Augusto 25/12/2013
"Devagar e sempre, Rowling, devagar e sempre...."
Pagford é uma cidadezinha pacata, tranquila, conservadora, bela e... às vezes um pouco babaca e monótona, que subitamente vê sua paz ser ameaçada por um grande novo bairro popular que começa a se formar bem próximo de seus limites. Pra piorar as coisas, um de seus habitantes mais respeitados, decide vender uma imensa área de sua propriedade ao município vizinho, que continua construindo mais moradias populares agora dentro dos limites de Pagford.
O novo bairro, Fields, é essencialmente algo semelhante às nossas favelas, que da mesma forma, crescem via de regra muito próximas aos bairros mais abastados. E por diversos motivos, grande parte dos habitantes de Pagford enxerga Fields como uma ameaça. Suas casinhas pequenas e sujas, cheias de rachaduras e coisa ainda piores, lembram à distinta sociedade "pagfordiana" uma realidade que ela preferia esquecer: miséria, violência, drogas, etc. A coisa fica ainda mais interessante quando "os bastardos de Fields" passam a frequentar a mesma escola que "os herdeiros de Pagford"

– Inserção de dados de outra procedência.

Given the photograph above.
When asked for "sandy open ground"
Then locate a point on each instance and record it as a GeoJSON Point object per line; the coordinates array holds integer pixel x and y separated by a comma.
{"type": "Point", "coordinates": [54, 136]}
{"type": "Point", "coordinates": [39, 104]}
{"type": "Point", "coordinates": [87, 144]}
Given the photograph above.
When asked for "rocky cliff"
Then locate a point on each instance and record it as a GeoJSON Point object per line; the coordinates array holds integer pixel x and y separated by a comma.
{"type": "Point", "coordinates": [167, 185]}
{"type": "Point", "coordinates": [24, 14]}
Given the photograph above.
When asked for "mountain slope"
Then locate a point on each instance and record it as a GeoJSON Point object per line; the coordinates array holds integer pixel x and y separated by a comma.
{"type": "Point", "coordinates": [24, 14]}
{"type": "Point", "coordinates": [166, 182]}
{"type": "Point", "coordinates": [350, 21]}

O Conselho Municipal se divide entre àqueles que veêm Fields como um câncer que ameaça a saúde da cidade e deve ser extirpado e outros que creêm que estes moradores digamos, "menos afortunados", são seres humanos que não podem ser abandonados e que os programas sociais existentes devem ser mantidos e até mesmo ampliados.
O "nó" aperta de vez quando um importante membro do Conselho integrante da "facção" pró-Fields sofre um AVC e vêm à óbito de forma súbita o que força seus "partidários", agora sem a antiga força e liderança, a questionarem as suas próprias motivações.
Pra apimentar ainda mais esse caldo, alguém que se autointitula o "fantasma" do falecido passa a expor publicamente na página do Conselho na Internet os segredos mais sórdidos de vários eminentes habitantes da recatada Pagford.
Não me causa espanto que tanta gente não tenha gostado do livro adulto da mãe do Bruxinho. "Morte Súbita" não é pequeno. São 500 páginas e acredite-me quando digo que a única coisa rápida ou súbita no livro está no seu título e na morte narrada logo nas primeiras páginas. Portanto não espere uma história eletrizante.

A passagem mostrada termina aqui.